3. FORCED LABOR: In South Africa forced labor takes the form of contract labor, natives being conscripted and recruited in Mozambique (Portuguese East Africa) and transported long distances to work in the mines of South Africa, where they live in compounds and cattle pens. This system is legallised through the so-called “Mozambique Treaty”, which exists between Portugal and the South African Government.

4. WORKERS’ LEGISLATION (INSURANCE, ETC.): As one of the means of raising the living standard of the workers we must demand the adoption and enforcement of insurance laws that provide for the care, at the expense of the employers, of all workers in case of unemployment, accidents, sickness and also the paying of old age pensions and death benefits.

5. CLASS COLLABORATION: We must wage a militant fight against Government coercion, compulsory arbitration, company unions; against all reformist class collaboration.

6. RACIAL BARRIERS IN THE TRADE UNIONS: We must conduct a relentless fight against racial bars in some of the existing white unions, and for the opening of the unions to all workers regardless of race and color, as well as against the division of unions on national, racial and religious lines.

7. AGAINST WHITE TERRORISM:

We must carry on a resolute fight against terrorism in all its forms–against lynchings, police and soldier terrorism, against the assassination of trade union leaders and social workers, against their arrest and deportation.

8. HOUSING AND SOCIAL CONDITIONS: We must demand that adequate attention be paid to the protection of the health and well-being of the Negro workers and their families and that proper houses and social surroundings be provided for.

9. COLOR-BARS: All “Color-Bars” and caste systems, which split the ranks of the workers must be abolished.

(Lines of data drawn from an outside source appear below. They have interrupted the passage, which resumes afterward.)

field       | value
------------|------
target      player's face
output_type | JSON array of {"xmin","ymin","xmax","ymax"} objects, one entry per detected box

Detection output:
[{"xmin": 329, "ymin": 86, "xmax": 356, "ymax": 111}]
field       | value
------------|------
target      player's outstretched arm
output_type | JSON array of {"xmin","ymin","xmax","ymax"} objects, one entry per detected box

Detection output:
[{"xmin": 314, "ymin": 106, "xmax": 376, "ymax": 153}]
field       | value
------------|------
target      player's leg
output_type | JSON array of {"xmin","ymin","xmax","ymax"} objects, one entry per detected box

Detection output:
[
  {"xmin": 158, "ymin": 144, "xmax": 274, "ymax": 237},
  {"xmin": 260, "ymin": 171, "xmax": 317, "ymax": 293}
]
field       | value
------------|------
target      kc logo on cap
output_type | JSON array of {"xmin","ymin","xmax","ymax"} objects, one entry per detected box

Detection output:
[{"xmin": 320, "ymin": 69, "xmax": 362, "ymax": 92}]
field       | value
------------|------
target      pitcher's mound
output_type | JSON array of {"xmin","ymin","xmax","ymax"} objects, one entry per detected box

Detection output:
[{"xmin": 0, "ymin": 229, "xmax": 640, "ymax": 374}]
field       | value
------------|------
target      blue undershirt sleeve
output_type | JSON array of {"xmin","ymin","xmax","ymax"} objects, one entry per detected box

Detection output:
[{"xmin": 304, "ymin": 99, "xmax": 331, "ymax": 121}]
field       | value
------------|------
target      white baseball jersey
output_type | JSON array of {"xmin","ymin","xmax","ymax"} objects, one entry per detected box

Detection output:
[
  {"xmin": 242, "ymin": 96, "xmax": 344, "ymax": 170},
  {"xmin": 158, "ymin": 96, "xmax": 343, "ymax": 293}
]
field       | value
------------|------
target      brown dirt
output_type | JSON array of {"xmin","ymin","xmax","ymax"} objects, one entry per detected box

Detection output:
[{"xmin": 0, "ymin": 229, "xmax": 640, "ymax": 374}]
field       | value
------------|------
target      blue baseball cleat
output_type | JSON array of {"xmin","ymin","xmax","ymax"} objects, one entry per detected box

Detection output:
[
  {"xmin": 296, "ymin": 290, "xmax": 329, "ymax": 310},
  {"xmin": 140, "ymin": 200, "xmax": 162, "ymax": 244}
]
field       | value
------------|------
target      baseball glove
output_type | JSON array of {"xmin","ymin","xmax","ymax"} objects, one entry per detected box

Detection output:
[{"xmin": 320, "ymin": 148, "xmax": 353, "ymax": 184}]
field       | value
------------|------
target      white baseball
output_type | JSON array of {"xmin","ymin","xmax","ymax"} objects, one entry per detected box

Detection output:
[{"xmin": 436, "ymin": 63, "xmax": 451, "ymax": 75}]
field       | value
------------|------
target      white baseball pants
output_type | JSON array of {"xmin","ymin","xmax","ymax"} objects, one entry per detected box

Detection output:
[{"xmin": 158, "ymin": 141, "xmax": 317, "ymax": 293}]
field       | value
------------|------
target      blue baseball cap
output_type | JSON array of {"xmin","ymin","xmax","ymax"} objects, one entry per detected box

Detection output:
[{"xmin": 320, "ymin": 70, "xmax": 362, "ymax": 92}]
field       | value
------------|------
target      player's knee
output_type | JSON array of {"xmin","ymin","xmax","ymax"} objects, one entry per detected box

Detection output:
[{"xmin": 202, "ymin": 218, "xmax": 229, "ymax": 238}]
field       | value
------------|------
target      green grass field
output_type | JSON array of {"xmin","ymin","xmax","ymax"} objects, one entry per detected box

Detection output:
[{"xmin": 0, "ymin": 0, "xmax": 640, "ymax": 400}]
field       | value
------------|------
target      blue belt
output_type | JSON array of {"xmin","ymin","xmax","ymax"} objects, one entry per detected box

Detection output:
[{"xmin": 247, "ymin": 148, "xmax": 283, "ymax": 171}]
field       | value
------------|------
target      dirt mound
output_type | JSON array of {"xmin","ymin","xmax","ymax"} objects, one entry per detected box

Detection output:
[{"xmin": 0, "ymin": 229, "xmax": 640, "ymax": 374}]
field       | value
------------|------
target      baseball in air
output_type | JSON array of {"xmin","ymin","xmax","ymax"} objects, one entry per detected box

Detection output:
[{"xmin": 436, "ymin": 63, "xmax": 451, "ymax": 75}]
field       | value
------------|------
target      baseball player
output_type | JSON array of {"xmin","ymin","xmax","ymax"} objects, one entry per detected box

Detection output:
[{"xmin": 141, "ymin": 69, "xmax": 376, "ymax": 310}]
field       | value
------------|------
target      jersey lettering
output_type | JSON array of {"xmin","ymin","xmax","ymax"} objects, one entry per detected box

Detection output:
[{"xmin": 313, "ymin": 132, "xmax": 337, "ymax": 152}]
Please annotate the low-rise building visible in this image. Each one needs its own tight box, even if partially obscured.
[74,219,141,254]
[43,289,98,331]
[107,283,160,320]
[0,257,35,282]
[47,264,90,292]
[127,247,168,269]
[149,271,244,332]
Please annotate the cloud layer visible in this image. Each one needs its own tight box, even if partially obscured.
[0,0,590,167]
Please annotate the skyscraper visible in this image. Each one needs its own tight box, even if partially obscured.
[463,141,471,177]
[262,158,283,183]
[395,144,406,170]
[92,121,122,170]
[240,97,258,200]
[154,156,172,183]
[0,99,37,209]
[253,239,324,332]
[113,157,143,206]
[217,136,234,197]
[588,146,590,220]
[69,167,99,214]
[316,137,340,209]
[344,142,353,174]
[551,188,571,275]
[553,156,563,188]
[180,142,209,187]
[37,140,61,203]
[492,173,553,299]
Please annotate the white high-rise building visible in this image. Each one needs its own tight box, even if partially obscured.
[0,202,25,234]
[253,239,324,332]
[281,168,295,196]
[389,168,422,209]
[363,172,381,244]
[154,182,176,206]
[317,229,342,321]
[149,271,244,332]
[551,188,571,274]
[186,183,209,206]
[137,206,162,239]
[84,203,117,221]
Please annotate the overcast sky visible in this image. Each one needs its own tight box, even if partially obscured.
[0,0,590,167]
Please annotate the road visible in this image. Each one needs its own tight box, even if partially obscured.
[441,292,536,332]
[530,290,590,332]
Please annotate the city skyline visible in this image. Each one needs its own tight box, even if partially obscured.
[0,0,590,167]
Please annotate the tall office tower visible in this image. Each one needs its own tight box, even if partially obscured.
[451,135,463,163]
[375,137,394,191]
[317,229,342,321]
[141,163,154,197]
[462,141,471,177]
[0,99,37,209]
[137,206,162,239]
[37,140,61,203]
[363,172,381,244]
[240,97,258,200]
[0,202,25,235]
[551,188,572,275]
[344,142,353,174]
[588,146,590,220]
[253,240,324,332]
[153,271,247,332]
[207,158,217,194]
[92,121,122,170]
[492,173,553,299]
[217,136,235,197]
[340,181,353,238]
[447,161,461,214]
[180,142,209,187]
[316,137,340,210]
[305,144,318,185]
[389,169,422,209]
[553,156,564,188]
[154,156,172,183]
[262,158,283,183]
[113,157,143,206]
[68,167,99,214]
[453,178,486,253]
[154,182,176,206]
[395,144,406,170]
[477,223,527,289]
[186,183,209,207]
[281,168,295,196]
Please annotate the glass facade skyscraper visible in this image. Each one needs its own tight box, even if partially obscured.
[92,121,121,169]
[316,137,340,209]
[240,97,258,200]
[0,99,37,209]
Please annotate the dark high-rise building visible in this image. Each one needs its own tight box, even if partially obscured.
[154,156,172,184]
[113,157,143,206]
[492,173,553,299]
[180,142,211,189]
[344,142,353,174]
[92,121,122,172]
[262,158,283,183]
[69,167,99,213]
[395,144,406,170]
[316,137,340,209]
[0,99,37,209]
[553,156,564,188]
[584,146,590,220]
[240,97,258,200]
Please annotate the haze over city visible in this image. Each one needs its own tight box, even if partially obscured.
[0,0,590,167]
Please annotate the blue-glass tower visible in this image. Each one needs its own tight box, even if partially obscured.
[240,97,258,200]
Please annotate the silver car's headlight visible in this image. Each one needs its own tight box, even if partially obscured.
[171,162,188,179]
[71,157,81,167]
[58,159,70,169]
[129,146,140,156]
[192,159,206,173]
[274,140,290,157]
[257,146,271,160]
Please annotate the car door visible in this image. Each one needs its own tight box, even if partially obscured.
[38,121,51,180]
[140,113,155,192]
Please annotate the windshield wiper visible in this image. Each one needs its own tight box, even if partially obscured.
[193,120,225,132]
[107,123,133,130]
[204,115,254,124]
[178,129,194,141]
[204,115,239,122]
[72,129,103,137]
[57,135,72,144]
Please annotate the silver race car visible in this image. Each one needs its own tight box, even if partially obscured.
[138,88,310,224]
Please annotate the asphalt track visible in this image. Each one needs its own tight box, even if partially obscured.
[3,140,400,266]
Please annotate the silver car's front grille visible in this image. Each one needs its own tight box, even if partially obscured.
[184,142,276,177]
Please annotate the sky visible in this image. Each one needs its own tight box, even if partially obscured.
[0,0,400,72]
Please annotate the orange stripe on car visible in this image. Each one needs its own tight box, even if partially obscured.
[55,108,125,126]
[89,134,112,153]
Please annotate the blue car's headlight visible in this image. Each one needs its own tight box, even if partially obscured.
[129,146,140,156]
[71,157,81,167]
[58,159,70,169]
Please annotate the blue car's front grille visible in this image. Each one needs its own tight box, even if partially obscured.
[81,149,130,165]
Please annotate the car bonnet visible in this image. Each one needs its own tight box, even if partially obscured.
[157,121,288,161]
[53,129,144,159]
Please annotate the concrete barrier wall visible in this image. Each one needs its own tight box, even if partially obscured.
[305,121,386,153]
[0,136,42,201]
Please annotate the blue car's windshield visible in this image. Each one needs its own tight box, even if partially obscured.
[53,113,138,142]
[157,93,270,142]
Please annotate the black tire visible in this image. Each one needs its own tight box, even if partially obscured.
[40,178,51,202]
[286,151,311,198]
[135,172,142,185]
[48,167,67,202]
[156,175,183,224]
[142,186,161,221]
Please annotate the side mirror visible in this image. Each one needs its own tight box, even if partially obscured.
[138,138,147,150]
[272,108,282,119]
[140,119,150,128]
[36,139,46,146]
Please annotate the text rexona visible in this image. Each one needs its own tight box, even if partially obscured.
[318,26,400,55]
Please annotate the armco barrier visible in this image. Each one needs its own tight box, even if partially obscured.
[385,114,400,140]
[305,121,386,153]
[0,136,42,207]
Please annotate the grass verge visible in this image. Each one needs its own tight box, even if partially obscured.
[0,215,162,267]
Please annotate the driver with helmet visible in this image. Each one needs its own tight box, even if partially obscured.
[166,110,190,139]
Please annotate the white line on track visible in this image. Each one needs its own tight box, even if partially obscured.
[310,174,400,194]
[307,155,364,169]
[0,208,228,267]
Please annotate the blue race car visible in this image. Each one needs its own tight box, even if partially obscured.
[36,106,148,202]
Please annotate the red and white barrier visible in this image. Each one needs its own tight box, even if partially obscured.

10. AGAINST LAND CONFISCATION, POLL AND HUT TAXES: A special problem is the land question and particularly the agrarian policy of the South African Government. We must therefore fight against confiscation of native land and for the restitution of all land confiscated in the past to the native communities, as well as for the abolition of all special taxes and laws which result in the driving of the peasants from the land.

11. CIVIL RIGHTS: A basic task for agitational and organisational activities necessary in our main struggle against imperialism, is to achieve elementary civil rights, universal suffrage, freedom of speech, freedom of workers’ press, the abolition of all racial discriminations, abolition of “Pass-Laws”, and of all other laws and regulations depriving the Negro worker of his rights.

12. SELF-DETERMINATION OF NEGROES: In South Africa the trade unions must become the leading elements and transform the economic struggles into political struggles, into the struggle for political power and self-determination.

With this Programme and a relentless struggle to realise it the Federation will grow from strength to strength and will be able to lead the working masses of South Africa victoriously against the forces of Capitalism and Imperialism.

First called The International Negro Workers’ Review and published in 1928, it was renamed The Negro Worker in 1931. Sponsored by the International Trade Union Committee of Negro Workers (ITUCNW), a part of the Red International of Labor Unions and of the Communist International, its first editor was American Communist James W. Ford and included writers from Africa, the Caribbean, North America, Europe, and South America. Later, Trinidadian George Padmore was editor until his expulsion from the Party in 1934. The Negro Worker ceased publication in 1938. The journal is an important record of Black and Pan-African thought and debate from the 1930s. American writers Claude McKay, Harry Haywood, Langston Hughes, and others contributed.